VII.  REVIEW PROCEDURES

   A. The reports submitted by access persons pursuant to Section VI.B. hereof
      shall be reviewed at least quarterly by the AIM's Code of Ethics Officer
      as well as the Board of Directors/Trustees or such other persons or
      committees as shall be designated by the Board of Directors/Trustees, in
      order to monitor compliance with this Code.

   B. If it is determined by the Board of Directors/Trustees or AIM's Code of
      Ethics Officer that a matter has arisen contrary to the provisions of this
      Code, such matter shall be reported immediately to the independent counsel
      for the independent directors/trustees of the Company and, if not
      previously reported by or to AIM, to AIM's Code of Ethics Officer within
      30 days of submission of reports to the outside counsel.

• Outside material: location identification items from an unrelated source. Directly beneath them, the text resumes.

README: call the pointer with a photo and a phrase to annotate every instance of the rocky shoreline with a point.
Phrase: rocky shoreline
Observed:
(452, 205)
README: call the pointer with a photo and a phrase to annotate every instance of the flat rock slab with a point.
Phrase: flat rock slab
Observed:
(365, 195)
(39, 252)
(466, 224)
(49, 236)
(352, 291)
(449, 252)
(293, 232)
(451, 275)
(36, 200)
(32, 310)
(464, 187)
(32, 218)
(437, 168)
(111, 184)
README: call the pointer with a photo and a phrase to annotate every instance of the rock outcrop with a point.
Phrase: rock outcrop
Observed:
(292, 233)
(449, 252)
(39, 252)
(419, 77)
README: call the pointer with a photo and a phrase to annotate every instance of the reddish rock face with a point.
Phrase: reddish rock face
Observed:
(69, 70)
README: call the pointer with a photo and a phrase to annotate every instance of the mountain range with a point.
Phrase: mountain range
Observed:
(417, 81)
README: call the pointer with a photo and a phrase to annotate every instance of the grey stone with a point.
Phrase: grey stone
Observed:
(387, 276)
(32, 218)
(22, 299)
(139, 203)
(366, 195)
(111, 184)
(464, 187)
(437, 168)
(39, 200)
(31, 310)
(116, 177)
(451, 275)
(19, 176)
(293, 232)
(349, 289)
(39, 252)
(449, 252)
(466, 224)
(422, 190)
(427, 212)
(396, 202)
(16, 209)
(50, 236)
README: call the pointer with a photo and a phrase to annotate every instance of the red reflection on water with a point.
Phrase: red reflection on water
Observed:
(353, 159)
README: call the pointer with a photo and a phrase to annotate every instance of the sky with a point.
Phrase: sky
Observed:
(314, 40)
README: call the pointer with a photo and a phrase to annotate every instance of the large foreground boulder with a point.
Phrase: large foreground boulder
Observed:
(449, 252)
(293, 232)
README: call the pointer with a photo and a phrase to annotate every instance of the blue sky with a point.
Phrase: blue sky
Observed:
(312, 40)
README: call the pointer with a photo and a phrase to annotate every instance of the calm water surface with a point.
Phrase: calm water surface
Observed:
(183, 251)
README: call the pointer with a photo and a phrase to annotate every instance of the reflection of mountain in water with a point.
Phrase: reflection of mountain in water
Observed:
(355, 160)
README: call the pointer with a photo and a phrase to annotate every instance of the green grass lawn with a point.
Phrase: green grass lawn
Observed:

VIII. AMENDMENTS TO THE CODE

   A. The Board of Directors/Trustees of the Company, including a majority of
      the independent directors/trustees, must approve any material changes or
      amendments to the Code no less than six months following the date such
      changes or amendments are made.  The Company's Board of Directors/Trustees
      must base its approval upon a determination that the Code contains
      provisions reasonably necessary to prevent "access persons" from violating
      the anti-fraud provisions of the rule.

IX. RECORDS RETENTION

   A. The following records must be retained for the Company: copies of the Code
      and any amendment thereto; records of any violation of the Code and any
      action taken as of result of the violation; any report made pursuant to
      the Code by any access person; records of all persons who are or were
      subject to the Code and of persons responsible for reviewing reports made
      by persons subject to the Code; and a copy of each report made to the
      Board of Directors/Trustees pursuant to Rule 17j-1(c)(2)(ii) of the 1940
      Act.  These records must be maintained in an easily accessible place in a
      manner consistent with Rule 17j-1(f), but generally for not less than five
      years after the end of the fiscal year after amendments were approved;
      reports were made; information provided; or violations occurred pursuant
      to the provisions of the Code.